The U.S. Navy’s Mideast-based 5th Fleet announced Monday the launch of a new joint fleet of unmanned drones with allied nations to patrol vast swaths of the region’s volatile waters as tensions simmer with Iran.

Vice Adm. Brad Cooper, who leads the 5th Fleet, told The Associated Press that 100 unmanned drones, both sailing and submersible, would dramatically multiply the surveillance capacities of the U.S. Navy, allowing it to keep a close eye on waters critical to the flow of the global oil and shipping. Trade at sea has been targeted in recent years as Tehran’s nuclear deal with world powers collapsed.

“By using unmanned systems, we can just simply see more. They’re high-reliability and remove the human factor,” Cooper said on the sidelines of a defense exhibition in Abu Dhabi, adding the systems are “the only way to cover on whatever gaps that we have today.”

Cooper said he hopes the drone force using artificial intelligence would be operational by the summer of 2023 to put more “eyes and ears on the water.”

The Bahrain-based 5th Fleet includes the crucial Strait of Hormuz, the narrow mouth of the Persian Gulf through which 20% of all oil passes. It also stretches as far as the Red Sea reaches near the Suez Canal, the waterway in Egypt linking the Mideast to the Mediterranean, and the Bab el-Mandeb Strait off Yemen.

The high seas have witnessed a series of assaults and escalations in recent years, following former President Donald Trump’s decision to pull the United States out of the nuclear deal and reimpose devastating sanctions.

A maritime shadow war has played out as oil tankers have been seized by Iranian forces and suspicious explosions have struck vessels in the region, including those linked to Israeli and Western firms. Iran has denied involvement in the attacks, despite evidence from the West to the contrary.

“It’s been well-established that Iran is the No. 1 in the primary regional threat we are addressing,” Cooper said. “There’s the ballistic missile, cruise missile and UAV (drone) component, both in their capability and their mass proliferation, as well as well as the proxy forces.”

Iran sponsors proxy militias in Iraq, Syria, Lebanon and Yemen that give it a military reach across the region.

As Yemen’s 7-year-old civil war grinds on, the Iran-backed Houthi rebels have dispatched bomb-laden drone boats toward Saudi waters that have damaged vessels and oil facilities.

“What the Houthis are doing, it is an entirely completely different operation that’s offensively oriented,” Cooper said. “What we are doing is inherently defensively oriented.”

There has also been a recent string of tense encounters between Iranian and American naval boats in Mideast waters.

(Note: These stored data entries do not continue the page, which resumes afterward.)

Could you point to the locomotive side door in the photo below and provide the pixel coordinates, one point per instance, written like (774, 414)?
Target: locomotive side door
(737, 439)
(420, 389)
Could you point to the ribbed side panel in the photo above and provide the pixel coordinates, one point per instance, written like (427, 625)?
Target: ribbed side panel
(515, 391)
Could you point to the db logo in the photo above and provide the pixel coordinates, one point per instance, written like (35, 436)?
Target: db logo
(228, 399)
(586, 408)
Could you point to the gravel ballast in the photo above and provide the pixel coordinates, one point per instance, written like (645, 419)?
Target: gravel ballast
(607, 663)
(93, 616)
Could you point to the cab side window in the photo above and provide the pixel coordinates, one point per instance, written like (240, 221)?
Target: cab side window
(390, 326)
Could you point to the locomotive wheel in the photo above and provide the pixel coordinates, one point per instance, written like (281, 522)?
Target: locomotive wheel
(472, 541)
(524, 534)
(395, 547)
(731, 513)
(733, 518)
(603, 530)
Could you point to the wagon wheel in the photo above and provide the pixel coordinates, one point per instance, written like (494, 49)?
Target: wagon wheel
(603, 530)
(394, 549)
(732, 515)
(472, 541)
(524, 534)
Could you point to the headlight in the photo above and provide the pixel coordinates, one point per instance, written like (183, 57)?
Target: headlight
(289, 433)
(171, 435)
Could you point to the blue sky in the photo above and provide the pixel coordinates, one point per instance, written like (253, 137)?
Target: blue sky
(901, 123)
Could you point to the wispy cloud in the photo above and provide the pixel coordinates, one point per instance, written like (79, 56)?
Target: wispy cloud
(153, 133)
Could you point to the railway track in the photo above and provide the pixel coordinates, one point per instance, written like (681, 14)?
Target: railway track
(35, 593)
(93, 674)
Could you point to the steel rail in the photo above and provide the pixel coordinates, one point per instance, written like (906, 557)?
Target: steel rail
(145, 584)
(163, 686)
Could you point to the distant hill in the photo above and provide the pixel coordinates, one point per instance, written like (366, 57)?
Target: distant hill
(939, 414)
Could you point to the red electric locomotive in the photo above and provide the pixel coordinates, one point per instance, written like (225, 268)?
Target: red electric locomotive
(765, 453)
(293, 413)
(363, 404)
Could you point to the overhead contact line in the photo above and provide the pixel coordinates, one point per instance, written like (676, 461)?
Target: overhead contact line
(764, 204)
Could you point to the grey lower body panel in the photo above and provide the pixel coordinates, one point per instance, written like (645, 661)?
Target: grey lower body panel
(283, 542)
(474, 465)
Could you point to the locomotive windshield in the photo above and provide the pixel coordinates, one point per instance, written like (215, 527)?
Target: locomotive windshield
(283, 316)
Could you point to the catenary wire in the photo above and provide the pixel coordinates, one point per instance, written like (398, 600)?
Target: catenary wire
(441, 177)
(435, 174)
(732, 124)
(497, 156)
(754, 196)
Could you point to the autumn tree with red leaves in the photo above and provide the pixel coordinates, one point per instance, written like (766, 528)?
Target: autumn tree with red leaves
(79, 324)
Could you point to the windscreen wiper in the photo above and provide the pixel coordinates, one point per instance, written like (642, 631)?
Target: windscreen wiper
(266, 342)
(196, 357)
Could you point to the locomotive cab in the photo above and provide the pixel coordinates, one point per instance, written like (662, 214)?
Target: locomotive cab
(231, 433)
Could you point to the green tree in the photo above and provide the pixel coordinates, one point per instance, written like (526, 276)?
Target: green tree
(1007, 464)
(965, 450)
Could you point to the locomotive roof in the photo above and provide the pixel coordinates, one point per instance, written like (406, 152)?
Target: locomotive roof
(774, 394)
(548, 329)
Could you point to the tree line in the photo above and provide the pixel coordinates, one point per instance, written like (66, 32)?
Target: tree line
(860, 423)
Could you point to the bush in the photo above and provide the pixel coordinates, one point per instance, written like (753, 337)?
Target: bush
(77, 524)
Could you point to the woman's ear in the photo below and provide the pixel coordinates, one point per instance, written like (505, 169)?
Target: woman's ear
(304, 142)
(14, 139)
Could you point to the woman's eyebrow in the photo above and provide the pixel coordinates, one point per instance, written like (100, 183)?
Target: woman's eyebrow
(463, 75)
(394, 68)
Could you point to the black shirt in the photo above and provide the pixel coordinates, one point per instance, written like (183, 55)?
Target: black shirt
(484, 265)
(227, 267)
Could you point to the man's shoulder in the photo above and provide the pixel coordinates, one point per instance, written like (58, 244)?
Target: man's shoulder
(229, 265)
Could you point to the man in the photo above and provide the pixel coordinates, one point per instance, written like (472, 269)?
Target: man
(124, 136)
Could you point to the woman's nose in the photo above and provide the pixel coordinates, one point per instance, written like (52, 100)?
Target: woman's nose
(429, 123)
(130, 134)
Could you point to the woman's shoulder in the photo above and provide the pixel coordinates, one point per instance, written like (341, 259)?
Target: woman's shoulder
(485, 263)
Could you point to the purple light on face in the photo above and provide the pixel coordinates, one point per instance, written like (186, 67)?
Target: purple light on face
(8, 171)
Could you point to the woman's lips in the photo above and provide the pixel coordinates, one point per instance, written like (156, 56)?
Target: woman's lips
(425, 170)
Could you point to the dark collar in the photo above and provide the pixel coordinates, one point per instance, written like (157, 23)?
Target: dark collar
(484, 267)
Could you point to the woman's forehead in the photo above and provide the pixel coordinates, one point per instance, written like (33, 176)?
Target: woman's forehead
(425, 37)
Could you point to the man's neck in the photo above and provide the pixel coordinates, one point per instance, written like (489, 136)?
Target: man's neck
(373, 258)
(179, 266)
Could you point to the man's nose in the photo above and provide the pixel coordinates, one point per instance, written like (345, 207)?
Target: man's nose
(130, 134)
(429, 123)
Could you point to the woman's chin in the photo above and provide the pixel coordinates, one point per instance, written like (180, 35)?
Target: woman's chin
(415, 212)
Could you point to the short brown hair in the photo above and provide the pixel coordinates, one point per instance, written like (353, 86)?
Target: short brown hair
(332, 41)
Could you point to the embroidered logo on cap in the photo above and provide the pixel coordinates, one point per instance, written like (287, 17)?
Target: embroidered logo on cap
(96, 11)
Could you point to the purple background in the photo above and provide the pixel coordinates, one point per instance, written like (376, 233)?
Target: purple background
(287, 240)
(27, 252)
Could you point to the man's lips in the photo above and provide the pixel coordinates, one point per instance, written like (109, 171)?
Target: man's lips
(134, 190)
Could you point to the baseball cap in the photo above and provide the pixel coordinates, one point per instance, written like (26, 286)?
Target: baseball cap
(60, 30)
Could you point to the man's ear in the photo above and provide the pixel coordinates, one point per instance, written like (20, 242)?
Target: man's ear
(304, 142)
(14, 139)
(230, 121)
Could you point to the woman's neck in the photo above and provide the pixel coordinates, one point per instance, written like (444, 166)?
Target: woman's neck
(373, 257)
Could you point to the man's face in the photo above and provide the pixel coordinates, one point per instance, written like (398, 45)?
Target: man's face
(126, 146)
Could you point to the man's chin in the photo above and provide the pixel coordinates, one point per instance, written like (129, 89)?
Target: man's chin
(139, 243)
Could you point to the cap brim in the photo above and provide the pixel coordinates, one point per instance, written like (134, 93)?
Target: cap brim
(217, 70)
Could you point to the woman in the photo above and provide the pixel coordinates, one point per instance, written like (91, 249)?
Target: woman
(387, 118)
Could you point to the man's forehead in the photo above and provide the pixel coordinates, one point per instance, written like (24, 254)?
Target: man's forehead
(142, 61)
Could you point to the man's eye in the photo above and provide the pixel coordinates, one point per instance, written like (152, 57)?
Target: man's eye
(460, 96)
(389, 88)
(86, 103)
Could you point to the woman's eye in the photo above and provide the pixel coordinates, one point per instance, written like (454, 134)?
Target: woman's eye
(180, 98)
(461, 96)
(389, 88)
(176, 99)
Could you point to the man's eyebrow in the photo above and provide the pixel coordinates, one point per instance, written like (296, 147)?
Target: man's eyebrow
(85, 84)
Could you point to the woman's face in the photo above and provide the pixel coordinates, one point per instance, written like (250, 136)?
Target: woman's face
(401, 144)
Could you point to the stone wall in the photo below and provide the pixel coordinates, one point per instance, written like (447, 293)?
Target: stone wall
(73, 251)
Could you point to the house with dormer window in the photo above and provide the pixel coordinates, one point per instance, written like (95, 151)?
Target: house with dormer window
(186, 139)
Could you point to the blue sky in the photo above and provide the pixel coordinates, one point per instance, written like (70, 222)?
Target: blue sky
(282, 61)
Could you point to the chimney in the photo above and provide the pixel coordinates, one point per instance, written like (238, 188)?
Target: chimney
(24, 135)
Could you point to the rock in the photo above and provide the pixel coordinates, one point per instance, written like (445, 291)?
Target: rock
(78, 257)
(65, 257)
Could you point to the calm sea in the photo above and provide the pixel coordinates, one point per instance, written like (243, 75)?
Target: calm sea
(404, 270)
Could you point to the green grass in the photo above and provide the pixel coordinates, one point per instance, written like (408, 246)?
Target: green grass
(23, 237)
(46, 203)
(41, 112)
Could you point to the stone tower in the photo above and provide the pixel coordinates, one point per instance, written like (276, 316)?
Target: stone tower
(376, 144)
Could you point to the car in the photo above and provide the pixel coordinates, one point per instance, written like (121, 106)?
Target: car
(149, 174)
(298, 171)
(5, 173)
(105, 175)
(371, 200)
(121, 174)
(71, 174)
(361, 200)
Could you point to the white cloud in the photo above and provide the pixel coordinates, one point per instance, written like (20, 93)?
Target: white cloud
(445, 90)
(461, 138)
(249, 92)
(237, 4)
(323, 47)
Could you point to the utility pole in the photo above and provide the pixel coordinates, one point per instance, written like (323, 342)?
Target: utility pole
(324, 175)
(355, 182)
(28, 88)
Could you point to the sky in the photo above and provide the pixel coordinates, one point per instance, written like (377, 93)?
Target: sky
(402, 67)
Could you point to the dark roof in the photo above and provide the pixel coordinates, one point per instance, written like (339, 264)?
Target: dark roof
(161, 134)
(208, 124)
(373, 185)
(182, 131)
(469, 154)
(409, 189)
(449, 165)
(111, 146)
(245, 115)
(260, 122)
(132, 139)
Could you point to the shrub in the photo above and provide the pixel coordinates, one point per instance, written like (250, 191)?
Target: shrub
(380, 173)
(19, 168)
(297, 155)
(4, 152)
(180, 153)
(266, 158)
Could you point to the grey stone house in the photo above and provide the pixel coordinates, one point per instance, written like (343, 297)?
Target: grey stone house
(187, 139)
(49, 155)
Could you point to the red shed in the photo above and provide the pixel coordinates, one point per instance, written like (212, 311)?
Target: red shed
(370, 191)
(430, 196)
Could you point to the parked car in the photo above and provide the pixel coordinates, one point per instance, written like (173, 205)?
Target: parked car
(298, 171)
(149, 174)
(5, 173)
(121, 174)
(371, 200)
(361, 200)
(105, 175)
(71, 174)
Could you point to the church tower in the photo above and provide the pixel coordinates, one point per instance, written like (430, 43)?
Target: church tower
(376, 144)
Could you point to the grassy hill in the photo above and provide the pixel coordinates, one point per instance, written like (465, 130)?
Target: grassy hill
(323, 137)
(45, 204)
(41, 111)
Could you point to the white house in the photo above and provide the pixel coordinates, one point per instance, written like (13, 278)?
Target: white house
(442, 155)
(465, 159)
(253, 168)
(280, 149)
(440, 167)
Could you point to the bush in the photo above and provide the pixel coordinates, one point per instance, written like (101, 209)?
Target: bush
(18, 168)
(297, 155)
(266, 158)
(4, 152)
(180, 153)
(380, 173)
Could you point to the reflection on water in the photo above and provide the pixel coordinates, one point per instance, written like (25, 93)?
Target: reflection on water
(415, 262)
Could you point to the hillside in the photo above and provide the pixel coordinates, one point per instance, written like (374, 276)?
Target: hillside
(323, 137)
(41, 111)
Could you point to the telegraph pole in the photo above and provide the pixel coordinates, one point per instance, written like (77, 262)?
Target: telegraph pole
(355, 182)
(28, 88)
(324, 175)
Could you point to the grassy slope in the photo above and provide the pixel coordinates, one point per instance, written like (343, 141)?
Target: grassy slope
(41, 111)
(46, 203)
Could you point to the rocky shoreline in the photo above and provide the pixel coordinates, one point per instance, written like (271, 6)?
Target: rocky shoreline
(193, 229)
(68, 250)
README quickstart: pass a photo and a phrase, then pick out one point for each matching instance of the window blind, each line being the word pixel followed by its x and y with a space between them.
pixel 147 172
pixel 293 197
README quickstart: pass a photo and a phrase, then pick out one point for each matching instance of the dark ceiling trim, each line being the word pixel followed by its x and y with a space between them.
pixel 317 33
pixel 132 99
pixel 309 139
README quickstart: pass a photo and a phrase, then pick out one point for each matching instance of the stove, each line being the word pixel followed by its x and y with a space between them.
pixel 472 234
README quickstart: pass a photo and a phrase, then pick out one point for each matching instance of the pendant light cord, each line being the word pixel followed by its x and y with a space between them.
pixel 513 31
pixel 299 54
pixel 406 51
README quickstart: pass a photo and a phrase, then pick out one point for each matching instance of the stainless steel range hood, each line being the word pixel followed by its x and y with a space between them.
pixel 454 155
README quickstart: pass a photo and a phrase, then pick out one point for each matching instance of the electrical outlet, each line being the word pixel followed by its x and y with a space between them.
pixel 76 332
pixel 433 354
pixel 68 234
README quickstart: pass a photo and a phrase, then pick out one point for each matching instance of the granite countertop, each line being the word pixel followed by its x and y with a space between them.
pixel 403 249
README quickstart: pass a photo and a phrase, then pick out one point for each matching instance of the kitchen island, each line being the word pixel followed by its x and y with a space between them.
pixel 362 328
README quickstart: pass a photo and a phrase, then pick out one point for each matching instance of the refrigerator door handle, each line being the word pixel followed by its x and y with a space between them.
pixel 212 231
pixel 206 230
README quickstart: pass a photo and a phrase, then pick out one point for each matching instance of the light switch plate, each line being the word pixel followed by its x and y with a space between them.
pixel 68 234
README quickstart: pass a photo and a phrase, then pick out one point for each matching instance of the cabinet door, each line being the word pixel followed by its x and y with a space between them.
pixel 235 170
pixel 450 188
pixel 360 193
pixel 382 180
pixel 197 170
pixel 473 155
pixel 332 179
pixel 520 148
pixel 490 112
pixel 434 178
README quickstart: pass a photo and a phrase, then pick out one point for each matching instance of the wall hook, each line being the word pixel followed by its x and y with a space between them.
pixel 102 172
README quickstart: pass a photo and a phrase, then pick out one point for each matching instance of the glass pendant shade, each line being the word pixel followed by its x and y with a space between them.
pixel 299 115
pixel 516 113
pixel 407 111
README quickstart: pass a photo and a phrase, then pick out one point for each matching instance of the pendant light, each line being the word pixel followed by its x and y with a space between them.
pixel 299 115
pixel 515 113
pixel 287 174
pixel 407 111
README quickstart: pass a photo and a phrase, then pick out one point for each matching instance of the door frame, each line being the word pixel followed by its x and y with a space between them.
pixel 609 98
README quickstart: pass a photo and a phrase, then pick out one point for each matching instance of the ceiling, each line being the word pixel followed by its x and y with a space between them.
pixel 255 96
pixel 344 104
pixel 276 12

The confrontations have underscored the risk of an armed clash between the nations.

Notably, however, Cooper said the U.S. has not seen such an episode in the past few months, as diplomats in Vienna attempt to resuscitate the tattered atomic accord.

“If you look back over the last couple of months, I would say it’s status quo,” Cooper said. “There have been some periods where they have had an uptick in activity. ... The overwhelming majority of these interactions are safe and professional.”

Iran’s mission to the United Nations did not immediately respond to a request for comment.

The shared threat of Iran has prompted a rapid realignment of politics in the Middle East. In 2020, the United Arab Emirates and Bahrain normalized ties with Israel in a series of U.S-brokered accords.

Those warm relations have even extended into a form of military diplomacy. Israel for the first time joined in a massive U.S.-led naval exercise in the region earlier this month, publicly participating alongside other Gulf Arab states with which it has no relations, including Saudi Arabia.

Cooper said that Israel likely would join in the Navy’s unmanned naval drone task force in the region.

“I would expect exercises in the future where we would work side by side,” he said.